Khintsvisi lies in an ethnically restless region of southwestern Kartli, far off the beaten track. Because of the exceptionally beautiful frescoes on lapis-blue background in its church, I had long prevailed on Merab to take us there. He was evasive until one day in 1980 he appeared in our hotel with the necessary permits. There were other parts of the country where he was reluctant to go. Betania a few kilometers south of Tbilisi was another such place. I never did find out what caused his reluctance, but in Urbnissi on the way back from Khintsvisi the village children pelted his car with stones.... According to him they weren't Georgians.

The famous church of St.
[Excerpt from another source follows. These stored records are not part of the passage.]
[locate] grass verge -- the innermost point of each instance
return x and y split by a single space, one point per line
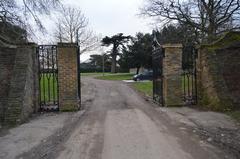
144 87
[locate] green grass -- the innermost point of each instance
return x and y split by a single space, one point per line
144 87
94 74
116 77
48 87
235 115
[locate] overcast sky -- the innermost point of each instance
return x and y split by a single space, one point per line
109 17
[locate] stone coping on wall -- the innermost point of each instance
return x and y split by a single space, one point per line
225 41
67 44
172 46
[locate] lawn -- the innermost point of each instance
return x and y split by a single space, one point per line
144 87
116 77
94 74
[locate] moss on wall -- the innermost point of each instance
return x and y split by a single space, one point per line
216 61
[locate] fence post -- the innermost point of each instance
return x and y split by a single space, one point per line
172 70
68 77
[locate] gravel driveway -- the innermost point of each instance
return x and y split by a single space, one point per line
119 124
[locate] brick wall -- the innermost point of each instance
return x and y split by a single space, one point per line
18 83
67 77
172 69
218 74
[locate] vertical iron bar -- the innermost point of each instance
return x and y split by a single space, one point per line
43 73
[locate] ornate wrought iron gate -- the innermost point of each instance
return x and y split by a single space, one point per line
48 77
157 61
189 75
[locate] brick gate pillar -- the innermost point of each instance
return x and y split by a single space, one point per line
68 77
172 70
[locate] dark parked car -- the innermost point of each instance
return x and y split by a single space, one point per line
148 75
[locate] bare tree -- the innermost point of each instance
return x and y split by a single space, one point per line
210 17
70 22
17 12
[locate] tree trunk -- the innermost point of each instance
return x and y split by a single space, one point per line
114 63
114 59
138 68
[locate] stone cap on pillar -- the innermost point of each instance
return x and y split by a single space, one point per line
28 44
172 46
67 45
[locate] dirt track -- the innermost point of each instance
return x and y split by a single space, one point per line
119 124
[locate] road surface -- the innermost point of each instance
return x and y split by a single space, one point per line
118 123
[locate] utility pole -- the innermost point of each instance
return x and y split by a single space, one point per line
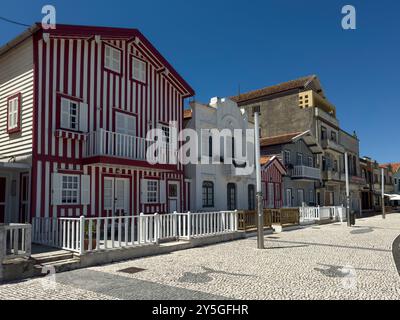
383 194
346 165
260 211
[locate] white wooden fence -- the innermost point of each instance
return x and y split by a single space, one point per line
312 214
15 241
83 234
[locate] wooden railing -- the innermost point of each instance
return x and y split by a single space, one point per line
248 220
312 214
15 241
83 234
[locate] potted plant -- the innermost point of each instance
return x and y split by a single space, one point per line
93 230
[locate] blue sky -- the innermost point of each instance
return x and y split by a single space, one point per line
218 45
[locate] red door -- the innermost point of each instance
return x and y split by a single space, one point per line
24 196
2 199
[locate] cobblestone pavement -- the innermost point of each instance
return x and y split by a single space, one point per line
317 262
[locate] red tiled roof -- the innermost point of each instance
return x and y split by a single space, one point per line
282 87
265 159
395 166
282 139
187 114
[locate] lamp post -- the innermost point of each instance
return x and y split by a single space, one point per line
346 165
260 212
383 194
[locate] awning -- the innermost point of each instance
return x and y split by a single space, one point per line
14 166
393 197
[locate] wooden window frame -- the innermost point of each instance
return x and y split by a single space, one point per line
17 128
109 68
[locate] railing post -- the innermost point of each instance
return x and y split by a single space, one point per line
189 226
157 228
82 235
176 225
28 240
236 219
3 245
141 238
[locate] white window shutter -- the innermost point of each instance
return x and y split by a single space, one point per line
83 117
85 190
143 191
163 192
65 105
264 190
56 189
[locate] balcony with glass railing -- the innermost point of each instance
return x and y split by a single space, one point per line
305 172
332 145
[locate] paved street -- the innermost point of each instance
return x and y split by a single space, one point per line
318 262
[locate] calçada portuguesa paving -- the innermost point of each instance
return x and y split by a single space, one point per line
317 262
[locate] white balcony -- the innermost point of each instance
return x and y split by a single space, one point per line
111 144
332 145
304 172
326 116
331 175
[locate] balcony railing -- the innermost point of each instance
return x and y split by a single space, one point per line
326 116
358 180
112 144
333 175
305 172
331 144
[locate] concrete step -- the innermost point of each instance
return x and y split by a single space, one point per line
53 257
61 265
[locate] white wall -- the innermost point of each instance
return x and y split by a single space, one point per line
16 75
224 114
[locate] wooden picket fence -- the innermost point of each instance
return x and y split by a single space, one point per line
248 220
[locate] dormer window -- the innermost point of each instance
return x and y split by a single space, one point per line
112 59
74 115
139 68
14 114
Nicholas dates from the 13th century, its frescoes are from the same time. But there are ruins of two older churches, of one only the apse conch remains with a magnificent fresco of the Madonna - unprotected from the elements.

Because adequate photographs of these frescoes are hard to find I include all of mine despite some duplication in their angles of view. Missing is a picture of the Last Supper in an unusual location above the entrance door. There the contrast was too high for a free-hand photo without flash or additional lighting - besides the custodian objected to my taking pictures, and I had to work fast as long as Merab kept him mollified and occupied in some other part of the building. Maybe Rolf Schrade will one day send me a picture of this detail. I also resisted the temptation of manipulating the photographs digitally to intensify and lighten the colors. This could, within limits, be done, should someone desire an improved copy for some purpose beyond mine....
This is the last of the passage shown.